Irytacja języka

Koledzy dyskutanci ostatnio rozpisują się o takich stronach języka, jak logika i prawda, więc i ja coś o języku napiszę. Skoro zaś to blog szalonych naukowców, to napiszę o języku naukowców – nie wiem, czy szalonych, ale na pewno mnie irytujących. To z kolei zahacza o wcześniejsze rozważania o subiektywizmach, bo niewiele jest bardziej subiektywnych spraw niż to, co kogoś irytuje. W odróżnieniu jednak od tamtych dyskusji, to będzie nie o teorii, ale o praktyce.

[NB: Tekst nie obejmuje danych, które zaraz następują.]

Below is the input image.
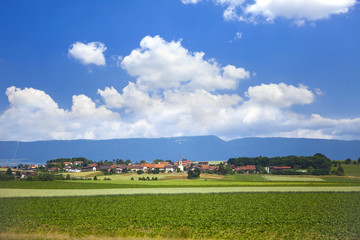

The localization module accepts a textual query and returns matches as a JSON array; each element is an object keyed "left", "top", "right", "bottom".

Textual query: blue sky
[{"left": 0, "top": 0, "right": 359, "bottom": 141}]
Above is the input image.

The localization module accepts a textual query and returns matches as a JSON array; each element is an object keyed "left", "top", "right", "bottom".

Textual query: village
[{"left": 0, "top": 155, "right": 296, "bottom": 180}]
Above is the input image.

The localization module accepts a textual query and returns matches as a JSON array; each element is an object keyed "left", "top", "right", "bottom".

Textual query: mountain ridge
[{"left": 0, "top": 136, "right": 359, "bottom": 166}]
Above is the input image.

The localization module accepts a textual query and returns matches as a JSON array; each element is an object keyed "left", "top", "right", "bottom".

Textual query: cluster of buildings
[
  {"left": 2, "top": 157, "right": 292, "bottom": 175},
  {"left": 83, "top": 158, "right": 219, "bottom": 174}
]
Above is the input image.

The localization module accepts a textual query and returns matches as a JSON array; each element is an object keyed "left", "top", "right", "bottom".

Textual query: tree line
[{"left": 228, "top": 153, "right": 332, "bottom": 175}]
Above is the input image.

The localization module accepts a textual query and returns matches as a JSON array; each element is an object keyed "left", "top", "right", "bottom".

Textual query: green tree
[
  {"left": 187, "top": 168, "right": 200, "bottom": 179},
  {"left": 116, "top": 159, "right": 125, "bottom": 164},
  {"left": 125, "top": 159, "right": 131, "bottom": 165},
  {"left": 93, "top": 176, "right": 98, "bottom": 180},
  {"left": 6, "top": 168, "right": 13, "bottom": 176},
  {"left": 153, "top": 159, "right": 164, "bottom": 164},
  {"left": 336, "top": 166, "right": 345, "bottom": 176},
  {"left": 345, "top": 158, "right": 351, "bottom": 164}
]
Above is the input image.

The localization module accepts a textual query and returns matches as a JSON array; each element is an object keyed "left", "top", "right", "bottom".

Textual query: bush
[
  {"left": 101, "top": 169, "right": 112, "bottom": 175},
  {"left": 6, "top": 168, "right": 13, "bottom": 176},
  {"left": 188, "top": 168, "right": 201, "bottom": 179},
  {"left": 39, "top": 173, "right": 55, "bottom": 181},
  {"left": 0, "top": 172, "right": 15, "bottom": 181},
  {"left": 336, "top": 166, "right": 345, "bottom": 176}
]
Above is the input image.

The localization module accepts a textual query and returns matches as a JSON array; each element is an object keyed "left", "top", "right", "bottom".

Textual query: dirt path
[{"left": 1, "top": 186, "right": 360, "bottom": 198}]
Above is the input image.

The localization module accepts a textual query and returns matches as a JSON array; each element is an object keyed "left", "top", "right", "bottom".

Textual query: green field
[
  {"left": 342, "top": 163, "right": 360, "bottom": 177},
  {"left": 265, "top": 175, "right": 325, "bottom": 182},
  {"left": 1, "top": 186, "right": 360, "bottom": 198},
  {"left": 1, "top": 172, "right": 360, "bottom": 190},
  {"left": 0, "top": 193, "right": 359, "bottom": 239}
]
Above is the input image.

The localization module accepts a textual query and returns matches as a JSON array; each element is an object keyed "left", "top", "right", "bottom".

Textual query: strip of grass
[
  {"left": 1, "top": 176, "right": 360, "bottom": 189},
  {"left": 265, "top": 175, "right": 325, "bottom": 182},
  {"left": 0, "top": 193, "right": 359, "bottom": 239},
  {"left": 1, "top": 186, "right": 360, "bottom": 198}
]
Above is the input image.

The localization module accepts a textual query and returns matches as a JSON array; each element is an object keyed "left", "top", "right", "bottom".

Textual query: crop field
[
  {"left": 265, "top": 175, "right": 325, "bottom": 182},
  {"left": 0, "top": 193, "right": 359, "bottom": 239},
  {"left": 66, "top": 171, "right": 101, "bottom": 178}
]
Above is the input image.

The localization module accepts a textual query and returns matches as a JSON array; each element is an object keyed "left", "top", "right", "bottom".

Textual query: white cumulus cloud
[
  {"left": 245, "top": 83, "right": 314, "bottom": 108},
  {"left": 121, "top": 35, "right": 250, "bottom": 92},
  {"left": 182, "top": 0, "right": 357, "bottom": 24},
  {"left": 68, "top": 41, "right": 107, "bottom": 66},
  {"left": 244, "top": 0, "right": 357, "bottom": 23}
]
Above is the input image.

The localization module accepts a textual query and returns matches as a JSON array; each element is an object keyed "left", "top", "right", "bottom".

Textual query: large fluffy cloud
[
  {"left": 182, "top": 0, "right": 357, "bottom": 24},
  {"left": 245, "top": 83, "right": 314, "bottom": 108},
  {"left": 1, "top": 35, "right": 360, "bottom": 141},
  {"left": 68, "top": 41, "right": 107, "bottom": 66},
  {"left": 244, "top": 0, "right": 357, "bottom": 23},
  {"left": 121, "top": 35, "right": 249, "bottom": 91}
]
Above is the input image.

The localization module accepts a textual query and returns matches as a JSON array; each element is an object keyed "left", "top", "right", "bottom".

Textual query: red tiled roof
[
  {"left": 201, "top": 165, "right": 210, "bottom": 170},
  {"left": 236, "top": 165, "right": 256, "bottom": 171},
  {"left": 209, "top": 166, "right": 217, "bottom": 170},
  {"left": 153, "top": 163, "right": 166, "bottom": 169},
  {"left": 182, "top": 160, "right": 193, "bottom": 165}
]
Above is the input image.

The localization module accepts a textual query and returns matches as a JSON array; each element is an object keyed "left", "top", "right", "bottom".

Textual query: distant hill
[{"left": 0, "top": 136, "right": 359, "bottom": 166}]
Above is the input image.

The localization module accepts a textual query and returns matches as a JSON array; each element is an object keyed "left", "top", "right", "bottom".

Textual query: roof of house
[
  {"left": 201, "top": 165, "right": 210, "bottom": 170},
  {"left": 236, "top": 165, "right": 256, "bottom": 171},
  {"left": 153, "top": 163, "right": 166, "bottom": 169}
]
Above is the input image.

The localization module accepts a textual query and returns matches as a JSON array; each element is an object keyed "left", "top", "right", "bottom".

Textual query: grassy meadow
[{"left": 342, "top": 163, "right": 360, "bottom": 177}]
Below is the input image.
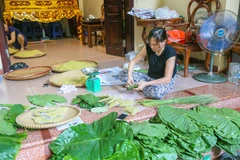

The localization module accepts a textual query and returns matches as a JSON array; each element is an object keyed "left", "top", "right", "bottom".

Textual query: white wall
[
  {"left": 78, "top": 0, "right": 84, "bottom": 16},
  {"left": 225, "top": 0, "right": 239, "bottom": 14},
  {"left": 224, "top": 0, "right": 240, "bottom": 64},
  {"left": 81, "top": 0, "right": 103, "bottom": 18},
  {"left": 164, "top": 0, "right": 188, "bottom": 19}
]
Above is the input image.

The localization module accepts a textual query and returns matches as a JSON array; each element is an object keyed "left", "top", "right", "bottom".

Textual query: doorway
[{"left": 104, "top": 0, "right": 134, "bottom": 57}]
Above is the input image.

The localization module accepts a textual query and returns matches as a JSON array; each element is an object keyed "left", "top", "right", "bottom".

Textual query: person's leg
[
  {"left": 142, "top": 76, "right": 176, "bottom": 99},
  {"left": 17, "top": 34, "right": 27, "bottom": 51},
  {"left": 118, "top": 70, "right": 151, "bottom": 83}
]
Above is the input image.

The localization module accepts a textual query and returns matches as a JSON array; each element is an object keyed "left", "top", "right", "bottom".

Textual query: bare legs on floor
[{"left": 17, "top": 34, "right": 25, "bottom": 51}]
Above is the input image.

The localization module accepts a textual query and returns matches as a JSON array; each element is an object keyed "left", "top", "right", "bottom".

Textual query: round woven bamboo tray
[
  {"left": 16, "top": 106, "right": 81, "bottom": 129},
  {"left": 51, "top": 60, "right": 98, "bottom": 72},
  {"left": 4, "top": 66, "right": 51, "bottom": 80},
  {"left": 49, "top": 70, "right": 87, "bottom": 87},
  {"left": 8, "top": 48, "right": 19, "bottom": 55},
  {"left": 13, "top": 50, "right": 46, "bottom": 59}
]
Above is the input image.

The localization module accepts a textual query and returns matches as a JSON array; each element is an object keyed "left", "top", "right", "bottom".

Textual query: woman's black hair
[{"left": 147, "top": 27, "right": 167, "bottom": 43}]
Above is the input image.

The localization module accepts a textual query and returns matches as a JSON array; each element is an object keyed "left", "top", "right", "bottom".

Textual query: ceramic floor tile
[
  {"left": 4, "top": 38, "right": 239, "bottom": 160},
  {"left": 171, "top": 73, "right": 209, "bottom": 92},
  {"left": 209, "top": 97, "right": 240, "bottom": 111},
  {"left": 0, "top": 78, "right": 33, "bottom": 105},
  {"left": 187, "top": 82, "right": 240, "bottom": 99},
  {"left": 98, "top": 59, "right": 129, "bottom": 69},
  {"left": 3, "top": 38, "right": 235, "bottom": 107}
]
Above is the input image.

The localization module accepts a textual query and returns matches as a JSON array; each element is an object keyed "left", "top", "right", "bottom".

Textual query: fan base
[{"left": 193, "top": 73, "right": 227, "bottom": 83}]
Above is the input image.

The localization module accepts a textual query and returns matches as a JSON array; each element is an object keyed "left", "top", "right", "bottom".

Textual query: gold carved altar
[{"left": 3, "top": 0, "right": 82, "bottom": 39}]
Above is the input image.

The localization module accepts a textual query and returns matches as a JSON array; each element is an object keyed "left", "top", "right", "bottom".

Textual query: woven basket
[
  {"left": 16, "top": 106, "right": 81, "bottom": 129},
  {"left": 13, "top": 50, "right": 46, "bottom": 59},
  {"left": 51, "top": 60, "right": 98, "bottom": 72},
  {"left": 4, "top": 66, "right": 51, "bottom": 80},
  {"left": 49, "top": 70, "right": 88, "bottom": 87},
  {"left": 8, "top": 48, "right": 19, "bottom": 55}
]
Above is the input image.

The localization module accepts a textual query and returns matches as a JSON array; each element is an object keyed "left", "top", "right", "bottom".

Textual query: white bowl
[{"left": 81, "top": 67, "right": 98, "bottom": 75}]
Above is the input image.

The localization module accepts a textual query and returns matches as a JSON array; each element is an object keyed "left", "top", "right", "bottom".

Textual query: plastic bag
[
  {"left": 155, "top": 6, "right": 171, "bottom": 19},
  {"left": 155, "top": 6, "right": 180, "bottom": 19},
  {"left": 125, "top": 51, "right": 136, "bottom": 61},
  {"left": 169, "top": 10, "right": 180, "bottom": 18},
  {"left": 167, "top": 30, "right": 185, "bottom": 44}
]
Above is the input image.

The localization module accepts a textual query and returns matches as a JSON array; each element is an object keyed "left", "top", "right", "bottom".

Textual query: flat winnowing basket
[
  {"left": 4, "top": 66, "right": 51, "bottom": 80},
  {"left": 49, "top": 70, "right": 88, "bottom": 87},
  {"left": 16, "top": 106, "right": 81, "bottom": 129},
  {"left": 13, "top": 50, "right": 46, "bottom": 59},
  {"left": 8, "top": 47, "right": 19, "bottom": 55},
  {"left": 51, "top": 60, "right": 98, "bottom": 72}
]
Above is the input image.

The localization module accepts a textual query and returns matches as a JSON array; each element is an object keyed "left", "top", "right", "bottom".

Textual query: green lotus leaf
[
  {"left": 216, "top": 130, "right": 240, "bottom": 145},
  {"left": 49, "top": 112, "right": 133, "bottom": 160},
  {"left": 158, "top": 106, "right": 201, "bottom": 133},
  {"left": 136, "top": 136, "right": 178, "bottom": 160},
  {"left": 216, "top": 139, "right": 240, "bottom": 156},
  {"left": 4, "top": 104, "right": 25, "bottom": 124},
  {"left": 79, "top": 93, "right": 100, "bottom": 106},
  {"left": 196, "top": 106, "right": 240, "bottom": 139},
  {"left": 104, "top": 140, "right": 144, "bottom": 160},
  {"left": 27, "top": 94, "right": 67, "bottom": 107},
  {"left": 131, "top": 121, "right": 168, "bottom": 139},
  {"left": 0, "top": 110, "right": 16, "bottom": 135},
  {"left": 0, "top": 132, "right": 28, "bottom": 160}
]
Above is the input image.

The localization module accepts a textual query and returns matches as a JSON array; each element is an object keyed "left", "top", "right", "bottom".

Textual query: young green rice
[{"left": 54, "top": 60, "right": 98, "bottom": 72}]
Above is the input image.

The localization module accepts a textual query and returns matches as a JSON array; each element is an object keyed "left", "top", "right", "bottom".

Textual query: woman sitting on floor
[
  {"left": 119, "top": 27, "right": 177, "bottom": 99},
  {"left": 4, "top": 23, "right": 28, "bottom": 51}
]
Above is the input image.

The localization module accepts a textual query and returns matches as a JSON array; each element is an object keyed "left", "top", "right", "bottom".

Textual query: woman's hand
[
  {"left": 126, "top": 76, "right": 134, "bottom": 88},
  {"left": 134, "top": 81, "right": 148, "bottom": 91}
]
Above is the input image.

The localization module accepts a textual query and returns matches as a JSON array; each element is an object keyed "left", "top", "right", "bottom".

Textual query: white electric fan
[{"left": 193, "top": 9, "right": 240, "bottom": 83}]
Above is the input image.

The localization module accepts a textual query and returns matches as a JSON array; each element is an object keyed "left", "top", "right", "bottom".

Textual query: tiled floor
[
  {"left": 2, "top": 38, "right": 239, "bottom": 160},
  {"left": 0, "top": 38, "right": 239, "bottom": 108}
]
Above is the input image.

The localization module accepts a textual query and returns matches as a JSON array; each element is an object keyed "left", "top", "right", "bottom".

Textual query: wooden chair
[{"left": 163, "top": 0, "right": 221, "bottom": 77}]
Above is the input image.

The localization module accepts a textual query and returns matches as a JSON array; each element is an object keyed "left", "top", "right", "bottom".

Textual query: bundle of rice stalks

Nie będzie odkrywcze, gdy napiszę, że język naukowców jest pełen barbaryzmów (obecnie w praktyce wyłącznie anglicyzmów, czasem nawiązujących do antycznego źródłosłowu). Samo to mnie akurat wcale nie irytuje. Włączanie do języka nowych słów będących zapożyczeniami jest wymuszone powstawaniem nowych pojęć. Skoro powstają nowe desygnaty, muszą zostać jakoś nazwane i nie widzę powodu, dla którego wymyślanie neologizmów od zera miałoby być lepsze od zapożyczania słów z innych języków. Ponieważ zaś tak się dzieje w wielu językach, te nowe słowa stają się internacjonalizmami i zarówno polski naukowiec domyśli się,  co jest na norweskim rysunku podpisanym „akselerator”, jak i Czech zrozumie hiszpański napis „pipeta”. Polski laborant zrozumie też podpis na pudełku dołączonym do tejże pipety – „tips”, bo też używa pojęcia „tipsy”. Używa, choć gdyby chciał coś opublikować, korekta poprawiłaby to na „końcówki do pipet”. Zalew niepotrzebnych anglicyzmów, przejętych ze względów pretensjonalnych lub po prostu z braku zastanowienia nad rodzimym odpowiednikiem w żargonie naukowym jest tak wyraźny, że korektorzy przesadzają w drugą stronę. Tymczasem o ile słowo „końcówka” ma w polszczyźnie mnóstwo znaczeń, o tyle „tips” oznacza sztuczny paznokieć albo nasadkę pipety. Odpowiednie słowo dla odpowiedniej rzeczy.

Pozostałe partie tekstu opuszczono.